Se não vejamos. A cultura portuguesa é só por si desfavorável a um mercado com oferta abundante e preços mais baixos. Afinal de contas, potenciais proprietários desistem da ideia de comprar e arrendar uma casa “porque os inquilinos destroem as casas e, acima de tudo, porque passam a pagar muito mais imposto!”.
Vivemos hoje num país onde em certos mercados as rendas são proibitivas para uma franja considerável da população. T1s em Lisboa com rendas superiores ao SMN são hoje uma realidade.
Mas até que ponto é que medidas de esquerda, em parte aparentemente contrárias ao direito de propriedade e da constituição, resolverão esta situação?
Até que ponto Costa-Medina-Gonçalves acreditam eles mesmos que obrigar pessoas a arrendar casas, impor-lhes tetos nas rendas que podem praticar e medidas afins corrigirão o mercado?
Será com estas medidas que mais pessoas entrarão no mercado, disponibilizando casas para arrendamento?
Não me parece, francamente. Digo antes que há 7 anos que estamos sob-tutela de um governo socialista que, provavelmente por motivos ideológicos, se nega a ver o óbvio:
Portugal necessita de uma reforma fiscal profunda, global, favorável e justa, no que concerne ao imobiliário.
E o problema do arrendamento, é um exemplo clássico disso mesmo.
O governo deve ter o mínimo de participação possível no mercado, simplesmente deixando que ele funcione.
Em que país faz sentido o governo em 2022 ter “faturado” 1.700 milhões de euros em IMT e 1.500 milhões de euros em IMI, para depois tentar perceber qual a melhor forma de redistribuir (parte) (d)esse montante, como agora quer fazer, com comparticipações de renda?
O sistema é pluriparamétrico, e isso só joga contra e propicia a enorme crise habitacional em que vivemos.

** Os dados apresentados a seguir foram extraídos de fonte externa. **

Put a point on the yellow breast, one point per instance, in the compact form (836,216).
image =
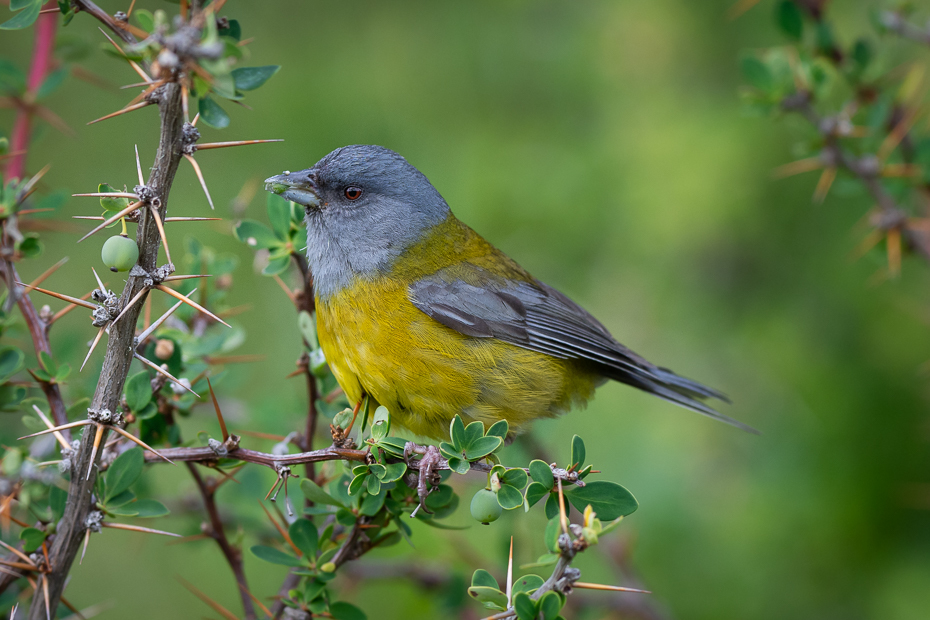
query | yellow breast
(378,343)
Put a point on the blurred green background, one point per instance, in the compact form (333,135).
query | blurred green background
(600,144)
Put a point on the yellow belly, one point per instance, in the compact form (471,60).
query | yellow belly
(378,343)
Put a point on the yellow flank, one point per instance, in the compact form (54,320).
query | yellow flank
(377,342)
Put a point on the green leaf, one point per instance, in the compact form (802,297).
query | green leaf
(255,234)
(524,606)
(346,611)
(756,73)
(305,536)
(317,495)
(393,471)
(32,539)
(527,583)
(482,577)
(124,471)
(534,493)
(515,477)
(608,499)
(481,446)
(270,554)
(509,497)
(121,500)
(459,466)
(149,508)
(279,215)
(457,433)
(357,482)
(373,485)
(24,18)
(491,598)
(790,19)
(473,432)
(549,605)
(541,472)
(250,78)
(499,429)
(139,391)
(212,114)
(12,361)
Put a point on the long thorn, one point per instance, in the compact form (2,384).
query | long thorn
(44,276)
(63,297)
(186,277)
(93,346)
(597,586)
(102,288)
(139,166)
(93,453)
(191,303)
(129,209)
(223,145)
(86,541)
(131,303)
(25,558)
(136,528)
(61,438)
(219,414)
(161,370)
(106,195)
(59,428)
(161,231)
(68,309)
(510,574)
(203,183)
(141,443)
(148,330)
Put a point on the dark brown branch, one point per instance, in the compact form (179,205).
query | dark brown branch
(119,352)
(217,532)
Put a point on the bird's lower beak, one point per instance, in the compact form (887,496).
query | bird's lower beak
(299,187)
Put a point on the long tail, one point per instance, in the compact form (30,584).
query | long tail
(676,389)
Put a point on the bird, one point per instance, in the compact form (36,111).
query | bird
(418,312)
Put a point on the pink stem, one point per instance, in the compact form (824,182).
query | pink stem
(41,57)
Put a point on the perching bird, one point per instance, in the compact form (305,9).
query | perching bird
(420,313)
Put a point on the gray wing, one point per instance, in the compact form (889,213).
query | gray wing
(535,316)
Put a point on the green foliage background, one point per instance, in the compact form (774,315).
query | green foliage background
(600,144)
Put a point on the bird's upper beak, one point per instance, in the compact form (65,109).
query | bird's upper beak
(299,187)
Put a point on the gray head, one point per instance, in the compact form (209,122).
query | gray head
(365,205)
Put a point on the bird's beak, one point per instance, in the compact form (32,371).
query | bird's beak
(299,187)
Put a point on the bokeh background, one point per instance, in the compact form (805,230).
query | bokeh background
(602,145)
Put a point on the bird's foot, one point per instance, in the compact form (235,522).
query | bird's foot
(428,476)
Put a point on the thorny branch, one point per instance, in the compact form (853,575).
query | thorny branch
(119,352)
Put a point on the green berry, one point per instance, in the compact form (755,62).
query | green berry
(119,253)
(484,506)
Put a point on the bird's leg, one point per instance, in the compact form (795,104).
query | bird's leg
(428,477)
(355,411)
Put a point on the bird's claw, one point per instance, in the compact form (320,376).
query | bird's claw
(427,477)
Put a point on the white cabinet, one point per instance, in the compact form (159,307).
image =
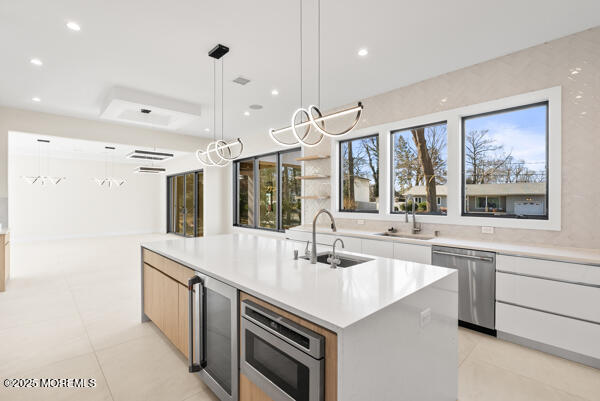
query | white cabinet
(550,302)
(413,253)
(550,269)
(578,301)
(558,331)
(373,247)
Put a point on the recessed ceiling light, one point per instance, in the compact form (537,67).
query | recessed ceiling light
(74,26)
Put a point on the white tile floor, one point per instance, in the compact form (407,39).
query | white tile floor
(72,309)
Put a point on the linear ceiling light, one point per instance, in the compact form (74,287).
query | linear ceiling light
(219,153)
(149,155)
(39,178)
(109,181)
(311,117)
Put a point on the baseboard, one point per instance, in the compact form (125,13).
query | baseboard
(550,349)
(16,239)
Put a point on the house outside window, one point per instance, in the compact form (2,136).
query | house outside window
(419,169)
(505,163)
(359,166)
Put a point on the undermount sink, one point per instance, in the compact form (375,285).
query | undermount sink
(404,235)
(345,259)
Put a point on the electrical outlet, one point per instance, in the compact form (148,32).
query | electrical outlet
(425,317)
(487,229)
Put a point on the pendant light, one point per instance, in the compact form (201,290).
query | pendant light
(311,117)
(219,153)
(109,181)
(42,179)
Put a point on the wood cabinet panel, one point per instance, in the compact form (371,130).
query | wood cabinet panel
(183,338)
(170,305)
(330,352)
(172,269)
(151,291)
(250,391)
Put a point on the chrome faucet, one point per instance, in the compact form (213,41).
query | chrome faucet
(416,227)
(313,253)
(333,259)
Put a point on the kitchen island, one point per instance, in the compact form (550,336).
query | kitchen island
(388,327)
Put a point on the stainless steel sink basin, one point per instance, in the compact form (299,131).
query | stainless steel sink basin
(345,259)
(404,235)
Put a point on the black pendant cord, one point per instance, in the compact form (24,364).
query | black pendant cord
(319,54)
(214,100)
(301,97)
(222,96)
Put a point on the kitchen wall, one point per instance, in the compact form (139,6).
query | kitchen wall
(78,207)
(54,125)
(540,67)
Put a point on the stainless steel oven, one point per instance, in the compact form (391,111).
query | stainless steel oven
(282,358)
(213,336)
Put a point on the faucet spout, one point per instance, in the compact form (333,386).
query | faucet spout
(313,253)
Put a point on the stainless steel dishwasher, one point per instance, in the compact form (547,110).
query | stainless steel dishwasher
(476,285)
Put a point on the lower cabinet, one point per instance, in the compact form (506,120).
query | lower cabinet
(166,304)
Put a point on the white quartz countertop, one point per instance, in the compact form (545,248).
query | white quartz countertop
(550,252)
(265,267)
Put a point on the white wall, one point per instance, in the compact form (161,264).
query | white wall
(78,207)
(217,196)
(69,127)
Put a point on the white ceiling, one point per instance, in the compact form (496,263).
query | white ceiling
(161,47)
(78,149)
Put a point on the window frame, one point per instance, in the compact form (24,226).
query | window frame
(464,213)
(256,185)
(340,184)
(391,164)
(453,204)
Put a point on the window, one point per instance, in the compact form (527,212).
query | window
(419,168)
(266,192)
(359,166)
(185,204)
(505,163)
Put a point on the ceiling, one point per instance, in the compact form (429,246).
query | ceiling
(78,149)
(161,47)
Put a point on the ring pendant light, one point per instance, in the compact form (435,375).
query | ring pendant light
(219,153)
(312,117)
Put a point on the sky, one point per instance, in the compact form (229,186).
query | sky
(521,132)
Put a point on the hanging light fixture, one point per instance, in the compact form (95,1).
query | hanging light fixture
(311,117)
(42,179)
(109,181)
(219,153)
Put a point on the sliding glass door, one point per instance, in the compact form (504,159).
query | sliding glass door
(186,204)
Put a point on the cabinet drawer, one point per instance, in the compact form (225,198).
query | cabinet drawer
(562,332)
(378,248)
(413,253)
(572,300)
(548,268)
(172,269)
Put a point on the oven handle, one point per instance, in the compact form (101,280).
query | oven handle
(196,367)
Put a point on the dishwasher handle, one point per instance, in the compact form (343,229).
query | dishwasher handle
(481,258)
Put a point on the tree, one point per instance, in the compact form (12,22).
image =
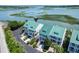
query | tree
(47,44)
(67,40)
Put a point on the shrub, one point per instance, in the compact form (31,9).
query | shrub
(13,45)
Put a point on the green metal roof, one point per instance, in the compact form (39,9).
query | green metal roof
(31,25)
(57,31)
(45,30)
(75,37)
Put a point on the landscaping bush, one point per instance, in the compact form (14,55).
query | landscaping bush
(13,45)
(47,44)
(32,41)
(67,40)
(15,24)
(34,45)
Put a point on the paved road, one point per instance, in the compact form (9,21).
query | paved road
(28,49)
(3,45)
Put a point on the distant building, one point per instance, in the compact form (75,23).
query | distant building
(74,42)
(32,28)
(57,34)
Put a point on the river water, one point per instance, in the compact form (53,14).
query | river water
(41,10)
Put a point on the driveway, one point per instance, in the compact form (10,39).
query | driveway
(28,49)
(3,45)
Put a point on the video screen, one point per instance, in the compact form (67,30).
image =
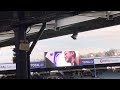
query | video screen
(62,58)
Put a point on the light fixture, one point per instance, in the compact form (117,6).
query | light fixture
(74,36)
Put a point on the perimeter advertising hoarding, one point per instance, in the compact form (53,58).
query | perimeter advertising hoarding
(107,60)
(10,66)
(87,61)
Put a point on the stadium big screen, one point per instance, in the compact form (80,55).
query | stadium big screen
(63,59)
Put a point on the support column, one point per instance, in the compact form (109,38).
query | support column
(21,59)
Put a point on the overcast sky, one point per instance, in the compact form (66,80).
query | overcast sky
(89,41)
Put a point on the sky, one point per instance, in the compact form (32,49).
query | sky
(97,40)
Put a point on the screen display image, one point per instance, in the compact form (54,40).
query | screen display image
(62,58)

E o governo, ao invés de tirar parâmetros, coloca mais.
Num sistema fiscal mais justo e lógico, incentivaríamos os cidadãos a resolver o problema habitacional.
Ora, se as rendas estão altas porque o imposto é elevado, porque não baixar o imposto para quem realmente colocar as casas no mercado?

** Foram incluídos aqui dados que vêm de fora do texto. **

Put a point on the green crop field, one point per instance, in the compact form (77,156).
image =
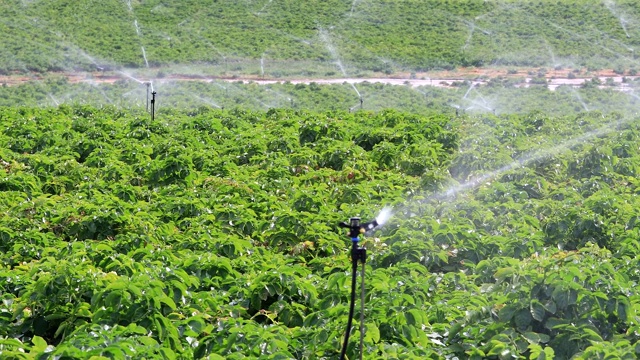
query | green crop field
(209,229)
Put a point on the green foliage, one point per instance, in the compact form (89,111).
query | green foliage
(213,234)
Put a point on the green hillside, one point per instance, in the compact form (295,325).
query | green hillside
(311,37)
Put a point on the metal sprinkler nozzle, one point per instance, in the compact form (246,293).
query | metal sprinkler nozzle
(356,228)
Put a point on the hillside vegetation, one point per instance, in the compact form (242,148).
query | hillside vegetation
(213,233)
(317,38)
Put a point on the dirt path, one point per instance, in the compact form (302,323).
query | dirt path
(477,76)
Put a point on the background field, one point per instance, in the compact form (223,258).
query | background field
(310,38)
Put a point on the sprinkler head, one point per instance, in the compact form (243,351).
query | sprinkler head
(356,227)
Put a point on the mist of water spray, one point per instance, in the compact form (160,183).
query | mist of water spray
(385,214)
(54,99)
(577,95)
(523,161)
(131,77)
(324,37)
(262,66)
(144,55)
(353,7)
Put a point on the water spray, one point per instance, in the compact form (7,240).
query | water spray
(153,105)
(148,85)
(358,253)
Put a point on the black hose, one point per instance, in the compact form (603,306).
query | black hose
(354,274)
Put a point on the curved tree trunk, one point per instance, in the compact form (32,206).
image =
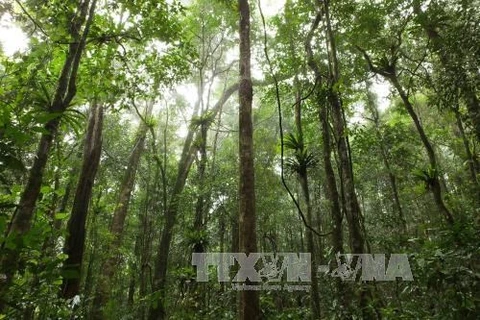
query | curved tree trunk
(249,308)
(434,181)
(118,223)
(75,241)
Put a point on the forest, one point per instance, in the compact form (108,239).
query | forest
(235,159)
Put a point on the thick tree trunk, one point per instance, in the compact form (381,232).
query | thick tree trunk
(249,308)
(434,181)
(118,223)
(75,241)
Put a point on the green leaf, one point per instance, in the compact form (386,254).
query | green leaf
(61,215)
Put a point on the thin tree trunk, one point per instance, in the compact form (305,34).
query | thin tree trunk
(157,310)
(303,179)
(65,91)
(353,211)
(249,306)
(118,224)
(75,241)
(472,165)
(434,181)
(331,190)
(392,179)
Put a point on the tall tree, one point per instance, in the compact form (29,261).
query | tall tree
(118,224)
(249,300)
(65,91)
(75,241)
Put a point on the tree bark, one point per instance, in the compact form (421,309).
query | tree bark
(303,179)
(331,190)
(65,91)
(118,224)
(249,308)
(75,241)
(383,152)
(434,181)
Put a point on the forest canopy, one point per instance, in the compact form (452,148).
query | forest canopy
(138,137)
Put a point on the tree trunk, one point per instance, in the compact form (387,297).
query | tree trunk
(65,91)
(75,240)
(331,190)
(249,308)
(118,224)
(303,179)
(383,152)
(434,181)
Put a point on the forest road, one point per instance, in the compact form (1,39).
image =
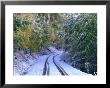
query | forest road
(51,67)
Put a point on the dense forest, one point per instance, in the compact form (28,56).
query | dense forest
(74,33)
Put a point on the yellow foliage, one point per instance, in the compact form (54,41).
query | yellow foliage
(25,34)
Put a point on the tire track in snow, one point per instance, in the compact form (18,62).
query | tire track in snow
(61,70)
(46,67)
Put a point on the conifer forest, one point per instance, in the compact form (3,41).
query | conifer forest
(55,44)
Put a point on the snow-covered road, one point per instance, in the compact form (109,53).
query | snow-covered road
(52,65)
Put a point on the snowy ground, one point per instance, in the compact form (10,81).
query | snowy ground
(45,65)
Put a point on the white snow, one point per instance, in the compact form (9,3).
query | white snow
(36,67)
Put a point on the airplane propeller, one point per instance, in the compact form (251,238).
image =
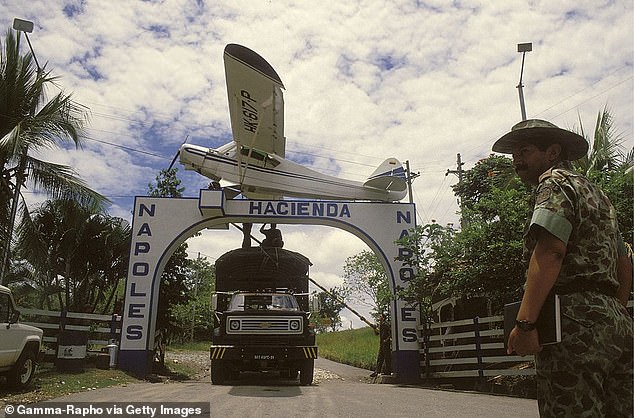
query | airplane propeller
(177,153)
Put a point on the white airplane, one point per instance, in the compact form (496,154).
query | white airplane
(255,160)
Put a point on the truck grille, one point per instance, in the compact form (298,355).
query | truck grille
(287,325)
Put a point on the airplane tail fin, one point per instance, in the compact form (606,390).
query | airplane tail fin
(390,175)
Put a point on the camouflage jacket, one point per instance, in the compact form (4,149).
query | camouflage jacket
(577,212)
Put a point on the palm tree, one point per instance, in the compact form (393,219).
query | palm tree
(606,154)
(77,255)
(29,122)
(611,167)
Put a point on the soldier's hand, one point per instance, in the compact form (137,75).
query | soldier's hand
(523,342)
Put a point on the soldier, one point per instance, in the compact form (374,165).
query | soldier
(574,248)
(384,357)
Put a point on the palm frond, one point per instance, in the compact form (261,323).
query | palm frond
(61,182)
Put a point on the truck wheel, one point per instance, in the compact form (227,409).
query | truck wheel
(306,372)
(22,373)
(218,373)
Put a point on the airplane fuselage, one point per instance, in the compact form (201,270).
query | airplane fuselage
(272,177)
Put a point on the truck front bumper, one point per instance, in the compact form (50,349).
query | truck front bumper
(268,353)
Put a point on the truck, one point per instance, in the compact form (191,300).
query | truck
(20,343)
(261,315)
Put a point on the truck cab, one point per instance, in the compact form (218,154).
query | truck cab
(261,316)
(19,345)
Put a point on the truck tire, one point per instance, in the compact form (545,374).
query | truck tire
(306,372)
(21,375)
(218,372)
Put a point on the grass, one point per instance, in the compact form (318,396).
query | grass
(50,383)
(356,347)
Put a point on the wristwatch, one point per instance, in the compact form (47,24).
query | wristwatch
(524,325)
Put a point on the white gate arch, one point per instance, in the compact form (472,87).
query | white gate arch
(160,225)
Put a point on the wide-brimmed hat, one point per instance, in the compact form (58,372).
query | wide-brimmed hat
(537,130)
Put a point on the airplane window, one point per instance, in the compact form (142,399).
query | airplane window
(4,308)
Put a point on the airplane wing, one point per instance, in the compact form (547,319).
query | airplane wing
(256,103)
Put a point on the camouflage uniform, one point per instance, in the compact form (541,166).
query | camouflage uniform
(590,372)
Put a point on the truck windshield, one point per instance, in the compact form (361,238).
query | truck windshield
(266,302)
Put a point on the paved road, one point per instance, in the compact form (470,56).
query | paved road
(339,391)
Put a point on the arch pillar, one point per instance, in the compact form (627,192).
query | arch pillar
(160,225)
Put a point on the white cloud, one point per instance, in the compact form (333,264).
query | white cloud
(364,80)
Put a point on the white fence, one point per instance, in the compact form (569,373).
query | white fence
(470,348)
(99,328)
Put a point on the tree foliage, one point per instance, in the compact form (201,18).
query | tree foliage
(484,258)
(367,282)
(610,166)
(193,317)
(30,123)
(329,318)
(74,256)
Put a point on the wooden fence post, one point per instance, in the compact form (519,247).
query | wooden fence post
(476,323)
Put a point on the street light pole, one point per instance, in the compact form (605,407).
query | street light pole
(20,26)
(523,48)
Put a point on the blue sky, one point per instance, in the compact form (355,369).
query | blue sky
(365,80)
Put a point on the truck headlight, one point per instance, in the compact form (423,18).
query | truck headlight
(294,324)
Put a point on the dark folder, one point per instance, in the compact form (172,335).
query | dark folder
(548,324)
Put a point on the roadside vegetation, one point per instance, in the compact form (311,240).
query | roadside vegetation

Não podemos jogar com “médias” nem com “arrendamentos acessíveis”. Quem quer rentabilizar o capital, quer ganhar dinheiro. Se o fator económico não estiver presente, nada fará alguém colocar uma casa no mercado de arrendamento, partamos dessa premissa, à luz do sistema em que vivemos.
Então, sugiro o seguinte (e muito mais poderia sugerir):
- Em vez de obrigar (arrendamento coercivo), incentivar (fiscalmente) o proprietário a colocar imóveis no mercado;
- Em vez de comparticipar a renda, majorar o seu custo em IRS para quem a paga;
- Em vez de taxar tanto quem arrenda o seu imóvel, isentar ou reduzir o imposto para quem coloca novos imóveis no mercado;
- Em vez de colocar limitações várias na faturação associada a habitações arrendadas, simplificar o sistema (por exemplo, com coeficientes como existe no arrendamento de imóveis);
- Em vez de aplicar o Regime de Transparência Fiscal no arrendamento - algo que só onera quem se propõe a arrendar), que permita que quem quer investir com mais escala via uma sociedade o possa fazer sem essa preocupação.
Estas são todas opções que desvinculam e desoneram o Estado e a Administração Pública e que devem estar na base de um regime fiscal imobiliário de um país que precisa de habitação no mercado de arrendamento.
Isto, a não ser que o governo, cegamente, queira implementar medidas puramente ideológicas, que são muito mais parecidas com a América central e do sul do que com os países nórdicos.